When contractors request price bids for a job, they're often asked to guarantee that the bid is firm and that there will be no cost overruns. Insurance works differently: premiums for key commercial coverages such as Workers' Compensation and General Liability are usually based on estimates made before the policy period, and final premiums are set after the policy period when actual figures are available.

That final adjustment typically happens after an insurance company performs an audit to verify payrolls, sales, or other exposure bases used to calculate the premium. The result of the audit can be a refund if the initial estimate was too high, or an additional premium bill if the estimate was too low.

Key takeaways

  • Workers' Compensation and some liability premiums are estimated and finalized after an audit.
  • An audit reconciles actual payrolls, receipts, or subcontractor usage with the insurer’s estimates.
  • Preparing records and understanding classifications can reduce surprises at audit time.

How it works

Insurers estimate your premium when they issue a policy because they must set a charge before the policy period starts. These estimates are based on anticipated payroll, revenues, and classifications of employees or operations.

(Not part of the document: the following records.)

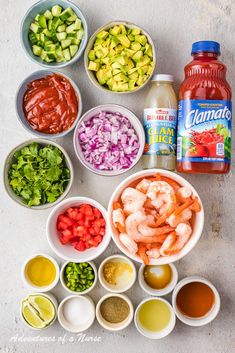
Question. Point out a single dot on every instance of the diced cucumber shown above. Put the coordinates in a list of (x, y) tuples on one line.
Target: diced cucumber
[(61, 36), (42, 21), (34, 27), (66, 43), (37, 50), (48, 15), (56, 10), (66, 54), (66, 14), (73, 49), (61, 28)]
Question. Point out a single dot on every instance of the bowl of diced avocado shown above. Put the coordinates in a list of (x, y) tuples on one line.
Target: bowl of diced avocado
[(120, 57), (54, 33)]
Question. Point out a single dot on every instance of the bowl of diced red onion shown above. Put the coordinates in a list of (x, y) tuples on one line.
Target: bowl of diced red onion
[(109, 139)]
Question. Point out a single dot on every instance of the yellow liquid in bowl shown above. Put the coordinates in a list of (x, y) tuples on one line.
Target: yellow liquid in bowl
[(154, 315), (40, 271)]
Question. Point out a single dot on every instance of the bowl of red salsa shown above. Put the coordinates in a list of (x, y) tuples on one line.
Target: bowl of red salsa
[(48, 104)]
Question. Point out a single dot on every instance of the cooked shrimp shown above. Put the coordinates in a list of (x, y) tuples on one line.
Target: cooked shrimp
[(143, 185), (129, 243), (133, 200), (162, 196), (183, 232), (184, 216), (118, 217)]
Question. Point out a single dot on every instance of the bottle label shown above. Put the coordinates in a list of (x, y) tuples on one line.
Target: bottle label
[(204, 131), (160, 131)]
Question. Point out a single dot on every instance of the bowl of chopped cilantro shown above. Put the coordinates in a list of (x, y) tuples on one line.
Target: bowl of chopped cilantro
[(38, 174)]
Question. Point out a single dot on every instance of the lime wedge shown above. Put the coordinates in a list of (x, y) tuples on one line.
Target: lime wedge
[(44, 307), (30, 315)]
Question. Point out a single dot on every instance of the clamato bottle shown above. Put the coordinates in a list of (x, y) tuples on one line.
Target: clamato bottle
[(204, 114)]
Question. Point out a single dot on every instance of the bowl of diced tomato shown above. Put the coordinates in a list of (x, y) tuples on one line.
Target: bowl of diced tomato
[(77, 229)]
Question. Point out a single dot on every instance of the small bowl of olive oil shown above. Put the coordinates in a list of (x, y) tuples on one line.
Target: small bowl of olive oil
[(158, 280), (40, 273)]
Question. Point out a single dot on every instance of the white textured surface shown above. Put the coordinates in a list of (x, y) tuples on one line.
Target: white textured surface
[(173, 25)]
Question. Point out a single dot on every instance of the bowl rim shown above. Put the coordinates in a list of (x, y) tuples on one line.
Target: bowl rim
[(158, 292), (87, 200), (141, 136), (122, 325), (62, 281), (91, 42), (80, 49), (183, 182), (69, 297), (43, 73), (201, 321), (40, 141), (160, 334), (104, 283), (30, 285), (49, 296)]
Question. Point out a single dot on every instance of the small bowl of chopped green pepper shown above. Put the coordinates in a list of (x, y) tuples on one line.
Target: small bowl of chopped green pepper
[(54, 33), (78, 277), (38, 174)]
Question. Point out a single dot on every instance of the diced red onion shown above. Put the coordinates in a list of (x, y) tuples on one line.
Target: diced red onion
[(108, 141)]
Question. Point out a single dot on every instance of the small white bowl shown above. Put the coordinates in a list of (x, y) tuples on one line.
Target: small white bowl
[(62, 281), (198, 221), (67, 252), (90, 45), (111, 326), (113, 108), (115, 288), (37, 288), (202, 320), (49, 296), (158, 292), (155, 335), (76, 328)]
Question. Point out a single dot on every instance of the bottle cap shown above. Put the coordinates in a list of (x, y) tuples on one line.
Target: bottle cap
[(207, 46), (162, 77)]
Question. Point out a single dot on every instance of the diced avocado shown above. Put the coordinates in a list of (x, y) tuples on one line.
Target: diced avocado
[(61, 28), (73, 49), (56, 10), (137, 56), (34, 27), (66, 54), (93, 66), (66, 43), (37, 50), (61, 36), (135, 46), (91, 55), (135, 31), (42, 21), (66, 14), (124, 40), (141, 38), (115, 30), (48, 15)]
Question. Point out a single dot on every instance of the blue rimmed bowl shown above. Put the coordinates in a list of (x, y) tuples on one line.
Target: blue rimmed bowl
[(41, 7)]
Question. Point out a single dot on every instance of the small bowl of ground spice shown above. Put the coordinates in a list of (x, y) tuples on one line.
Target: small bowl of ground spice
[(117, 273), (114, 311)]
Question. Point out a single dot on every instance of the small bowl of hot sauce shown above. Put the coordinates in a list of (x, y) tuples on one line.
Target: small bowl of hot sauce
[(196, 301), (48, 104)]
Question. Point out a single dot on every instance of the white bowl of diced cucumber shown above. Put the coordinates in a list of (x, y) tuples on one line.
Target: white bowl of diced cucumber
[(54, 33), (120, 57)]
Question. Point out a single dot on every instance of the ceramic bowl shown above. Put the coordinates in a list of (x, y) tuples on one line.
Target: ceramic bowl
[(20, 96), (41, 7)]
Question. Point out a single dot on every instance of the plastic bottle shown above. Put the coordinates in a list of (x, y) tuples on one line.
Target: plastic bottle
[(205, 113), (160, 120)]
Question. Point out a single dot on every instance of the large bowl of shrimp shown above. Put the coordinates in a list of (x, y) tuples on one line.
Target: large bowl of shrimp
[(155, 217)]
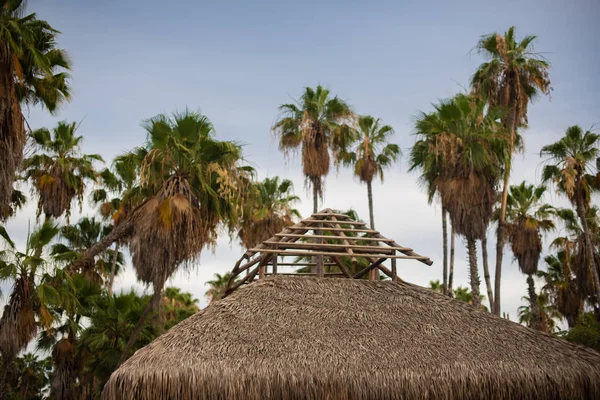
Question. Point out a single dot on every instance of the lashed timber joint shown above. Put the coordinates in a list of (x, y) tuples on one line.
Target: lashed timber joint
[(336, 241)]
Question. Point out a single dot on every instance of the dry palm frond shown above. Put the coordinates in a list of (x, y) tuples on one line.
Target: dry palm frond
[(168, 230), (470, 201), (54, 192), (18, 325), (12, 135), (526, 244)]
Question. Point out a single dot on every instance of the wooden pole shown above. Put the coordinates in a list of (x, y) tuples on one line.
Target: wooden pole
[(369, 268), (393, 261), (319, 259)]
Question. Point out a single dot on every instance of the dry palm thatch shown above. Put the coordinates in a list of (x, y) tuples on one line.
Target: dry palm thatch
[(305, 338)]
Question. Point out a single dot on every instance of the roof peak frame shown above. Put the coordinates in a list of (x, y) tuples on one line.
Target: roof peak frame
[(334, 236)]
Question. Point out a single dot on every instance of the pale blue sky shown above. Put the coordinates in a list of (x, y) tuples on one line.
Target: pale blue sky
[(237, 61)]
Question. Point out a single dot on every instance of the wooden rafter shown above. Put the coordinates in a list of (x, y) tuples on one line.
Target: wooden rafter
[(325, 239)]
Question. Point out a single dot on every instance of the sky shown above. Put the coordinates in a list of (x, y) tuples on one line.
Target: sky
[(237, 61)]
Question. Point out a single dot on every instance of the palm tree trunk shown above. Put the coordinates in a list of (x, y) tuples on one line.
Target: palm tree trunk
[(370, 195), (12, 129), (511, 123), (486, 271), (317, 268), (501, 233), (536, 320), (591, 262), (444, 251), (113, 265), (117, 233), (374, 273), (473, 273), (451, 268), (315, 197), (152, 306)]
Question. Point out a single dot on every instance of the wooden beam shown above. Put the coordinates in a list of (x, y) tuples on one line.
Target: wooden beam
[(385, 271), (247, 278), (328, 253), (342, 267), (331, 214), (354, 223), (424, 260), (389, 273), (369, 268), (301, 245), (301, 264), (306, 274), (329, 237), (328, 229)]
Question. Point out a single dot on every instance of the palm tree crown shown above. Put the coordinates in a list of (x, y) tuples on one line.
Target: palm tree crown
[(527, 217), (318, 125), (31, 72), (512, 77), (268, 211), (59, 171), (370, 153)]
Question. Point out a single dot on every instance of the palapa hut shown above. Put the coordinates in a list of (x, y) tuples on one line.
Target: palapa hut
[(287, 337)]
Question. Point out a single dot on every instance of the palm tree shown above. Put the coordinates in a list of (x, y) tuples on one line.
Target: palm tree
[(75, 239), (424, 157), (121, 185), (561, 286), (526, 219), (58, 171), (33, 373), (547, 314), (465, 161), (44, 82), (111, 322), (268, 211), (318, 125), (194, 184), (571, 161), (370, 153), (217, 287), (30, 73), (62, 340), (29, 298), (511, 79)]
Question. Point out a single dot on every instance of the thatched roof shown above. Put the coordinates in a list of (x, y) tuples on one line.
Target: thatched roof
[(336, 240), (309, 338)]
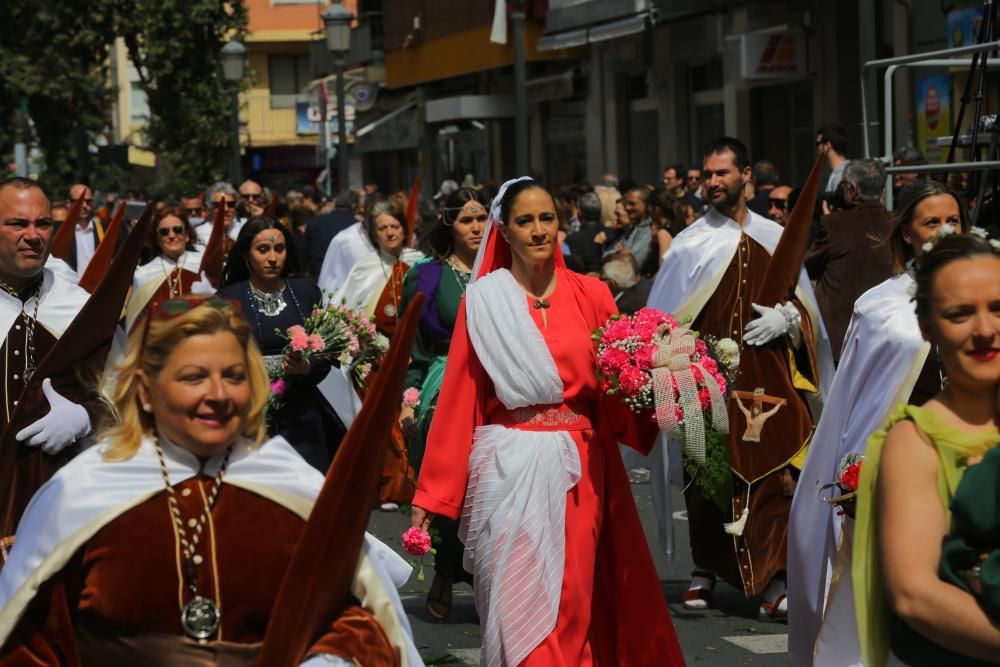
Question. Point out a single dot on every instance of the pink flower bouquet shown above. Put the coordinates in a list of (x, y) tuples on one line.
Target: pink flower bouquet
[(653, 363)]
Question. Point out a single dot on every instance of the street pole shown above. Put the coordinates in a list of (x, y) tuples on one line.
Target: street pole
[(234, 140), (342, 159), (520, 91)]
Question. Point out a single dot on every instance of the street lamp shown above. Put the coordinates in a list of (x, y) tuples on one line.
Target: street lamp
[(233, 63), (337, 30)]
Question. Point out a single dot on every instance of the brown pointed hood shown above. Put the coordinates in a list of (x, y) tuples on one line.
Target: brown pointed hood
[(317, 583), (215, 250), (62, 241), (84, 344), (101, 261), (782, 272)]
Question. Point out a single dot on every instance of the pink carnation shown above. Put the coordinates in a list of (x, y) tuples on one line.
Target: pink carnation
[(616, 331), (613, 360), (632, 380), (644, 357), (416, 542), (411, 397), (299, 338), (316, 343)]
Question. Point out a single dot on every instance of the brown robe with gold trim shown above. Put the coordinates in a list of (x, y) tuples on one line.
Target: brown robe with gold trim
[(397, 483), (118, 601), (749, 561)]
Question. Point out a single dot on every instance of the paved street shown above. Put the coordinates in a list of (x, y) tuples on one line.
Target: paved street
[(728, 636)]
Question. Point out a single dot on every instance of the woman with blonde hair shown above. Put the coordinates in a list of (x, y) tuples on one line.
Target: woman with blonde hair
[(147, 548)]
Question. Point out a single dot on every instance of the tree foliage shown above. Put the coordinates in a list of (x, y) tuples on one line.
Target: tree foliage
[(55, 53), (175, 45)]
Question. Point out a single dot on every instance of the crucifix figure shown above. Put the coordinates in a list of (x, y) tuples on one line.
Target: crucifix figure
[(756, 415)]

After the policy expires, the insurer audits the business to determine the actual exposure bases. If the audit shows lower exposures than estimated, the insurer issues a refund; if it shows higher exposures, you receive a bill for the additional premium. For details on how payroll audits are conducted and what auditors look for, see Understanding Workers' Compensation Audits.

What it may cover (and what it may not)

Workers' Compensation typically covers employee payroll exposures and pays benefits for work-related injuries. General Liability premiums are often based on sales or subcontracted work for certain operations.

Policies do not usually cover costs that are excluded by the contract language—such as penalties, fines, or employee benefits not listed in the policy—or exposure bases that were not disclosed. If you want a broader look at audit-related insurance topics, consult Audit Insurance.

Common mistakes to avoid

Failing to keep organized payroll and subcontractor records is a frequent cause of unexpected audit results. Without clear documentation, audits can overstate exposures or delay finalization.

Misclassifying employees, overlooking seasonal labor, or not reporting changes in operations during the policy period can also lead to higher-than-expected premiums after audit.

Questions to ask an agent

Ask how the insurer estimates premiums and what information they use to set initial figures.

Request clarification on which payroll categories, subcontractor payments, or receipts will be audited and what records you should keep to support the reported figures.

Ask about available classification codes and whether your operations qualify for any special classifications or credits that could lower your exposure.

Next steps

Keep clean, timely payroll and subcontractor records throughout the policy period, and document any operational changes so they can be reported promptly.

If you have concerns about an upcoming audit or want guidance preparing records, ask an agent for specific advice and assistance.

Frequently Asked Questions

Why do insurers estimate premiums instead of charging a fixed amount?

Because payrolls, sales, and other exposure bases that determine premiums are often unknown until the policy period ends, insurers use estimates and reconcile later through an audit.

When will I receive the final premium after my policy ends?

Final premium is determined after the insurer completes an audit, which usually takes place shortly after the policy term ends and your records are reviewed.

What records should I keep to avoid surprises at audit?

Maintain detailed payroll records, subcontractor invoices, certificates of insurance, and documentation of any operational changes during the policy period.

Can I dispute the audit results?

Yes, you can ask the insurer to review or explain findings and provide additional documentation if you believe the audit overstated your exposures.